Quote:
Originally Posted by KLL85
So in my session last week my therapist said something that I found hugely hurtful and painful. He said I was attention seeking which is a huge trigger for me after previous harm caused by professionals for treatment for my mental health, which he is aware of. I broke down and sobbed uncontrollably for about 25 minutes. I was angry as he didn’t offer any support and then told me at the end of the session I just needed ‘not to dwell on it.’
I emailed him over the weekend expressing how hurt and angry I was and how painful I found the session. Although my email was blunt and pointed out where I thought he got it wrong, it was not rude. This is the first time I have ever really directly challenged him on something that has upset and definitely the first time I have told him I’m angry at him in what I thought was a productive manner. I stupidly thought in a way he would actually be a bit proud of the fact I was managing to express what I was feeling.
Today he has emailed me back terminating me. He essentially told me I was too much to cope with (but worded more professionally).
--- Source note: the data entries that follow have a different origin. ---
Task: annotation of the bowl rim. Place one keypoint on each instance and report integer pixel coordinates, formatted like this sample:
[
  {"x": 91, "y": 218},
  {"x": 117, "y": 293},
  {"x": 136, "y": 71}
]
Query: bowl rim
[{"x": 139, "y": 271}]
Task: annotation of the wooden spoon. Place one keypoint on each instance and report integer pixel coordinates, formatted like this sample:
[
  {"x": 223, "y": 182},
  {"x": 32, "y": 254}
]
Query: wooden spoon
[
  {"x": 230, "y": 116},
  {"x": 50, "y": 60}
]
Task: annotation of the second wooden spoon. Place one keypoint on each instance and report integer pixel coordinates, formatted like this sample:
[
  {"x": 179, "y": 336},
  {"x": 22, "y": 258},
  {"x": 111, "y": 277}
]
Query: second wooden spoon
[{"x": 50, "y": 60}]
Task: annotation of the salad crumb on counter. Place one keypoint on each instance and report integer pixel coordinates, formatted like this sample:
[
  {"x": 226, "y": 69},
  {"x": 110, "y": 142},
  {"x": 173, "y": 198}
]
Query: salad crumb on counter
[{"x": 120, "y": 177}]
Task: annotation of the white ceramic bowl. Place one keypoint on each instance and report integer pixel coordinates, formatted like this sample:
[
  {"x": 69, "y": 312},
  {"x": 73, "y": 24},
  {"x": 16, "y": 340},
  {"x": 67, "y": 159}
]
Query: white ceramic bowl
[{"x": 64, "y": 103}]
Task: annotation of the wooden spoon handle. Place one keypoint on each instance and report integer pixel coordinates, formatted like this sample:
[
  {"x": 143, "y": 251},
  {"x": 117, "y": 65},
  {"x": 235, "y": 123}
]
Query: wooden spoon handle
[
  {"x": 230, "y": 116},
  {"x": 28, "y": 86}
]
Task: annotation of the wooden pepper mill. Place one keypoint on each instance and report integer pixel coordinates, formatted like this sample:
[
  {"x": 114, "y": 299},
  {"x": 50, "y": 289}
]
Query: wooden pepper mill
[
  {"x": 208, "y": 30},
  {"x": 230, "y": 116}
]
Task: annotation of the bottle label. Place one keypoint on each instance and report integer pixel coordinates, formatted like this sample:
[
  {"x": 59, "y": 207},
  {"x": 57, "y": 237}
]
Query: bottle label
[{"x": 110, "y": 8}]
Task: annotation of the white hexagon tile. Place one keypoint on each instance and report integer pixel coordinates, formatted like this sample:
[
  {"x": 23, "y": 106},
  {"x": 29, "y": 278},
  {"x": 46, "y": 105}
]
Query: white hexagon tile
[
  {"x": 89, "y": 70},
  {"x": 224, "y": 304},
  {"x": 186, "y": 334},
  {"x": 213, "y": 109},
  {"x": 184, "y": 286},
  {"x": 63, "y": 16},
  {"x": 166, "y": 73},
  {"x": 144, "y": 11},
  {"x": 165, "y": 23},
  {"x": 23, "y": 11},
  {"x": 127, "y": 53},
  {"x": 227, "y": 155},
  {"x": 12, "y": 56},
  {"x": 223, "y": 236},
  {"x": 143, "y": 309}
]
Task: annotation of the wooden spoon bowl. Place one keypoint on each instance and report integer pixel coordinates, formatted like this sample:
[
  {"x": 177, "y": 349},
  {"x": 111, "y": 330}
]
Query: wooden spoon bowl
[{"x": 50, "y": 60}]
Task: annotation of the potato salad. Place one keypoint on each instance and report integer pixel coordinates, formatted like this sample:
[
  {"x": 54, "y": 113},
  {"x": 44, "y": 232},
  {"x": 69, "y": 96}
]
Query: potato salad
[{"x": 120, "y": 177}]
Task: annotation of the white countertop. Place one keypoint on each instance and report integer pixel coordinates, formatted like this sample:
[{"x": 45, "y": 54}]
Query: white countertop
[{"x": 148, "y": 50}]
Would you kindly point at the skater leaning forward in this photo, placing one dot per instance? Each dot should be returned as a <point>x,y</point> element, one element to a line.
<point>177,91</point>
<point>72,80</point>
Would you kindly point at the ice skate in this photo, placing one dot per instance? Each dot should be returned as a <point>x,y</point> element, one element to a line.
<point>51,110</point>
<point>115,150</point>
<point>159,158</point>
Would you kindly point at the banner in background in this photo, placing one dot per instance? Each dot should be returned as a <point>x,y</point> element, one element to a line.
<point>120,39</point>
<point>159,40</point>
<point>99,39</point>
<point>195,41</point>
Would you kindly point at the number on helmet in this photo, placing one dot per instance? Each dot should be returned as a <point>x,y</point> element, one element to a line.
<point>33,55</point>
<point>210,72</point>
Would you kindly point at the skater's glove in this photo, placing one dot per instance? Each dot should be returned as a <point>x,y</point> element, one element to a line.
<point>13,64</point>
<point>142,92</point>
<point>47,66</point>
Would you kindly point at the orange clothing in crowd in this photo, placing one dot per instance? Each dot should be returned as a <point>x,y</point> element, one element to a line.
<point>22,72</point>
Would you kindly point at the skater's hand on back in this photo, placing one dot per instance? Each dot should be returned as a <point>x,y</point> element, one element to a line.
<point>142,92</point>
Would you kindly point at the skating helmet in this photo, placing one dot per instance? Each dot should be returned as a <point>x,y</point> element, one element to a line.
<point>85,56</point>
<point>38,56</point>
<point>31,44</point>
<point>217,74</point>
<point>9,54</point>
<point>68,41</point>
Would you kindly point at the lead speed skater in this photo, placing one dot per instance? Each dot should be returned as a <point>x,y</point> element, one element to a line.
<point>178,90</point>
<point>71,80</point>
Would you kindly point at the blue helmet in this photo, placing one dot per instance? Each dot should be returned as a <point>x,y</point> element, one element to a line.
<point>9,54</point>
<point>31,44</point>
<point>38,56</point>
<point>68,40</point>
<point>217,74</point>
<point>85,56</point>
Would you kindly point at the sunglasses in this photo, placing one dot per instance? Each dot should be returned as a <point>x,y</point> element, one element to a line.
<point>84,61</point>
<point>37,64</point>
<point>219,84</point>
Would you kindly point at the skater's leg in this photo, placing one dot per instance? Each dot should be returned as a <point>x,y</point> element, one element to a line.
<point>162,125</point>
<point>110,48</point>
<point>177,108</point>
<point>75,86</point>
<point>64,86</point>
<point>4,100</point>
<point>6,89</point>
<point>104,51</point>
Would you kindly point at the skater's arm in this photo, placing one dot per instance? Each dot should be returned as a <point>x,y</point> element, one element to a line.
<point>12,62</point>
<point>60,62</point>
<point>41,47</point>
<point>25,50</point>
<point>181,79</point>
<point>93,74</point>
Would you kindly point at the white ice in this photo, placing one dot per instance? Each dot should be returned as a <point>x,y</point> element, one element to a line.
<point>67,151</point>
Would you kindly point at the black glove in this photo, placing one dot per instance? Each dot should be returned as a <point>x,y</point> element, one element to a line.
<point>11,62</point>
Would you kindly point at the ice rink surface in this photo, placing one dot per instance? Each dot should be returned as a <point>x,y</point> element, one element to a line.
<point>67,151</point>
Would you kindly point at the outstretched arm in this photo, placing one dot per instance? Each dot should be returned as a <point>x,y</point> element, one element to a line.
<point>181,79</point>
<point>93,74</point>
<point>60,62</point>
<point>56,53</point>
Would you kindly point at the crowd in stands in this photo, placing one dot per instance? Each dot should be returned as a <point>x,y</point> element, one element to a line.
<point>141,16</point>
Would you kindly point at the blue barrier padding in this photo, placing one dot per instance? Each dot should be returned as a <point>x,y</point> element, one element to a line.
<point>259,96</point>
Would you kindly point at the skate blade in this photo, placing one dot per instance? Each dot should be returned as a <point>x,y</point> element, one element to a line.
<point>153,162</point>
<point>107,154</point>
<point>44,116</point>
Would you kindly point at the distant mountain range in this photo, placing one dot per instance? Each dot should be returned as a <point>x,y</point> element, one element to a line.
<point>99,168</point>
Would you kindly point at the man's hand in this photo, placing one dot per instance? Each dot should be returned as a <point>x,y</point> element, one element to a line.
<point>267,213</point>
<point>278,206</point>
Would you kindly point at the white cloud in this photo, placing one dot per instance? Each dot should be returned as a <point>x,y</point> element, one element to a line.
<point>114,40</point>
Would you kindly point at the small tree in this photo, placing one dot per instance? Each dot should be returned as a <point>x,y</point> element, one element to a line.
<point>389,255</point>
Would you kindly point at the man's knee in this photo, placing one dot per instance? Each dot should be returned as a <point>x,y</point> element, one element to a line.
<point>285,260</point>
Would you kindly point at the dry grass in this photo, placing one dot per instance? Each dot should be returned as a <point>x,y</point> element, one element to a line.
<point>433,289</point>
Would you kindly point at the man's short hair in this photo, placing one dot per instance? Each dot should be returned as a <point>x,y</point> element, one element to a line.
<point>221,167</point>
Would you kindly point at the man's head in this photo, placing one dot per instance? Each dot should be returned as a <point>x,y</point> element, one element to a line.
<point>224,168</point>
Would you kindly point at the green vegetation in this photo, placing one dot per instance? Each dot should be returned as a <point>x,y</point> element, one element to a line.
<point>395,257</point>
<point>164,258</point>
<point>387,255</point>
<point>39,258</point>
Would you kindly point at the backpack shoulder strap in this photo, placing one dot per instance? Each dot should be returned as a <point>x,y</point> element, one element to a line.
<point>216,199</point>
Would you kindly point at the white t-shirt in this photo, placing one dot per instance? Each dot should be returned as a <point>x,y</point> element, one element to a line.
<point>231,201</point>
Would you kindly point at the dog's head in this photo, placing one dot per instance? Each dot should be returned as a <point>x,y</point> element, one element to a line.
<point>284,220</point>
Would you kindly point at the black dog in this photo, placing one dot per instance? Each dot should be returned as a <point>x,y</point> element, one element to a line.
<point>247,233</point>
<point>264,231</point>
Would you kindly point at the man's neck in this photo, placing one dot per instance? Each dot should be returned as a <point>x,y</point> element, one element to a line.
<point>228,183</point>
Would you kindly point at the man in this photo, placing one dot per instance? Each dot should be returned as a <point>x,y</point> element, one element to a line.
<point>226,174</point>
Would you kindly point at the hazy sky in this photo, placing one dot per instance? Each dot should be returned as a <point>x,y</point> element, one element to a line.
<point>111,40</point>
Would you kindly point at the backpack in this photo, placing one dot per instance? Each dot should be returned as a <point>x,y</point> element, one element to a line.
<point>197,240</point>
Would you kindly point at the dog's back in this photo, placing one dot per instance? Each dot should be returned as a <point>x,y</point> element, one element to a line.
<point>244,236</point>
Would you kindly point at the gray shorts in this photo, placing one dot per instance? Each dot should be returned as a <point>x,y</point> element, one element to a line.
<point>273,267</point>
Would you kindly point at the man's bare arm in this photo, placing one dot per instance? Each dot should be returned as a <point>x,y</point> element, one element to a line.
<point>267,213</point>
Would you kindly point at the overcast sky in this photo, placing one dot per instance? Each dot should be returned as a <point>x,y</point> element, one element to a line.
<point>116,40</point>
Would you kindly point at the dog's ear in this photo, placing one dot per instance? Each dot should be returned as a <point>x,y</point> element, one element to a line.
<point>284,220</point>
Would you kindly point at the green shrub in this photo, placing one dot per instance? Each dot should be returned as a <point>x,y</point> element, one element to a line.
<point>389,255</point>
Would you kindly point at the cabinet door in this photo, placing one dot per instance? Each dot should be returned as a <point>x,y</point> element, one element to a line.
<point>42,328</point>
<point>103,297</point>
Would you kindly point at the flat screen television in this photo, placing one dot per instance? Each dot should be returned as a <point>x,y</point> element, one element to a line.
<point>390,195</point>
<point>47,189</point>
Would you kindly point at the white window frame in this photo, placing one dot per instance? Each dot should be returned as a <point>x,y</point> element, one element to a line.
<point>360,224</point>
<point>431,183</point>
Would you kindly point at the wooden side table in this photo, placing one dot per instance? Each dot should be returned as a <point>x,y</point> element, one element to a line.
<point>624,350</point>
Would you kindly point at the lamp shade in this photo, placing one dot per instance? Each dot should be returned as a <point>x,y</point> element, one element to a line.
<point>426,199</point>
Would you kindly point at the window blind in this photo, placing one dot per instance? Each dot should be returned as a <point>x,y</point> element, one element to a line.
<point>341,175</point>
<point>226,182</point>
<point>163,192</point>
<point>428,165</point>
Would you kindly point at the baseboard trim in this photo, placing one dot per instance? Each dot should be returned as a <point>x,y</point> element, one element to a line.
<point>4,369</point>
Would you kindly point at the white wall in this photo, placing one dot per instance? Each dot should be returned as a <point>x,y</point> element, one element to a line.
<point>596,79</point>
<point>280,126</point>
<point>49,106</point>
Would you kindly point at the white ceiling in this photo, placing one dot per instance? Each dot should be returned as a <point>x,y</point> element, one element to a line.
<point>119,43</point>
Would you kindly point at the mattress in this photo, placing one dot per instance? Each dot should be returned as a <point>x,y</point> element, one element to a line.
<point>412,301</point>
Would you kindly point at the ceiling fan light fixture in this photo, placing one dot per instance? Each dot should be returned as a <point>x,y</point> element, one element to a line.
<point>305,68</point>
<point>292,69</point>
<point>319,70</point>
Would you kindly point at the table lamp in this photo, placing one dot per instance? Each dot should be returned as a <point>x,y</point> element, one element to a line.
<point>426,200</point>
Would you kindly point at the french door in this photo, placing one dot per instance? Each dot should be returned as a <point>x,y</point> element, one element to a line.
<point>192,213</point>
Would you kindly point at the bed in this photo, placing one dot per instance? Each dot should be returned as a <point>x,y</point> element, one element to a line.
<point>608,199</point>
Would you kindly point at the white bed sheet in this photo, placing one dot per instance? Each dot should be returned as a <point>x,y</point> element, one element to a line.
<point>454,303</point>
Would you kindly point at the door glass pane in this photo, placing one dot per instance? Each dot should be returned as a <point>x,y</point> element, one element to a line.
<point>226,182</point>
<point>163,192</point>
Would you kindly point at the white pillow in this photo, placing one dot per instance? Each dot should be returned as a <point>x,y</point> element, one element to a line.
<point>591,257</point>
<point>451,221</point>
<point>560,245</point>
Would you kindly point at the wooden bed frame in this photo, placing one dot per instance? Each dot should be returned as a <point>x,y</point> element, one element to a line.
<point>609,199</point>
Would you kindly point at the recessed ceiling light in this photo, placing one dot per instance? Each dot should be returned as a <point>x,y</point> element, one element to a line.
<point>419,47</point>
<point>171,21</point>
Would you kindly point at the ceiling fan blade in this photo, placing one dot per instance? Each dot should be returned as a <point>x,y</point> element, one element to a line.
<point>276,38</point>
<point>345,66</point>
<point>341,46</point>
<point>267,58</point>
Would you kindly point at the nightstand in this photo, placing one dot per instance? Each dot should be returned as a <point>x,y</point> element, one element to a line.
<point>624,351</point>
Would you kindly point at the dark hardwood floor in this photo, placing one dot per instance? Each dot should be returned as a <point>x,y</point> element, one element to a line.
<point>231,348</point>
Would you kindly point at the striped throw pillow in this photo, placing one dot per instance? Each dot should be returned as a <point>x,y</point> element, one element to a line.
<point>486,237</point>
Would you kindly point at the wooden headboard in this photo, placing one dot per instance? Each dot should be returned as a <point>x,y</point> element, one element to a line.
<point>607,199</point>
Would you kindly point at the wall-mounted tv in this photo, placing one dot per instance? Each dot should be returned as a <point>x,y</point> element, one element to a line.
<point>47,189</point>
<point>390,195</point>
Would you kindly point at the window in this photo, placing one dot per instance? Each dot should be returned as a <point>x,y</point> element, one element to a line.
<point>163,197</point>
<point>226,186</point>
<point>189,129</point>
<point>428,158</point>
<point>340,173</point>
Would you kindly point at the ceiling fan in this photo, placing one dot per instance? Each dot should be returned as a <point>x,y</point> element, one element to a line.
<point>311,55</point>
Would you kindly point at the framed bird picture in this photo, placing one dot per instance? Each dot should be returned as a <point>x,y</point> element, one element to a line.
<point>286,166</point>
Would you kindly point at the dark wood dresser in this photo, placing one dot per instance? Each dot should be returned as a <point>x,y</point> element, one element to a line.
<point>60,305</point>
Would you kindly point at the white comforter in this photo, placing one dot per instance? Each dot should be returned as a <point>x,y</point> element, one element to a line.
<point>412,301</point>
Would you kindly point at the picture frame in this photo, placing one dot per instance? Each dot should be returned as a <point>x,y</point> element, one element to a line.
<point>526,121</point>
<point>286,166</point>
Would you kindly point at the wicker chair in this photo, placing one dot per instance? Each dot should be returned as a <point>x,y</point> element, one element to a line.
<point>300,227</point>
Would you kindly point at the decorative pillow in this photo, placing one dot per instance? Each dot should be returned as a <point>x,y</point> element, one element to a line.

I was having my doubts about whether he was truly the right therapist for me, but I thought that me expressing what I was feeling would mean we would try to work through it. He knows about my rejection and abandonment issues which are pretty extreme and he has now proceeded to re-enact them by terminating so abruptly and suddenly.
I believe he has had a conversation with his supervisor about this decision as I didn’t get the email until the end of the day where as usually he always emails back first thing. So I think he sought her advice and then I wonder how much influence she has had on the decision.
|
I'm sorry you're going through this. He"s an *** for saying that to you, doubly an *** for telling you to not dwell on it, and triply an *** for not acknowledging what seems like a significant growth for you. Also a coward for abandoning you instead of facing his screw-up and for doing so in email. Also, is this actually ethical? I mean, clearly he wasn't a good therapist for you, but terminating like this, making it look like you are somehow the problem, when it's his competence and empathy that are lacking, without making sure you have a way forward, or at least a chance to get closure?
Quote:
I’m in shock right now and just utterly numb, although I can feel all of the pain, devastation, hurt and heartbreak bubbling under that numbness and don’t think I’m going to be able to cope with it when it finally hits me.
Yesterday was also the anniversary of my best friend’s death, something which I am yet to properly deal with and get over and something he absolutely knew about. But he still chose to terminate via email today.
I don’t know what to do, every time I ask for help i seems to end up getting more hurt.
I just don’t want to be alive anymore.
|
Yeah, I totally get that. I guess a deep attachment torn like this does that, even without being done in an actively harmful way like this was. I guess, in terms of parts work, the little ones don't understand the concept of an incompetent coward of a therapist, only the devastating abandonment by what they came to see as a parent. BUT, I do think you were brave to stand up for yourself, and your expectation of trying to work through this was entirely reasonable, and you did right by your child parts, even though the therapist's actual reaction understandably feels like the end of the world for them. I only wish I knew how to comfort them, but I hope you'll find the support you need!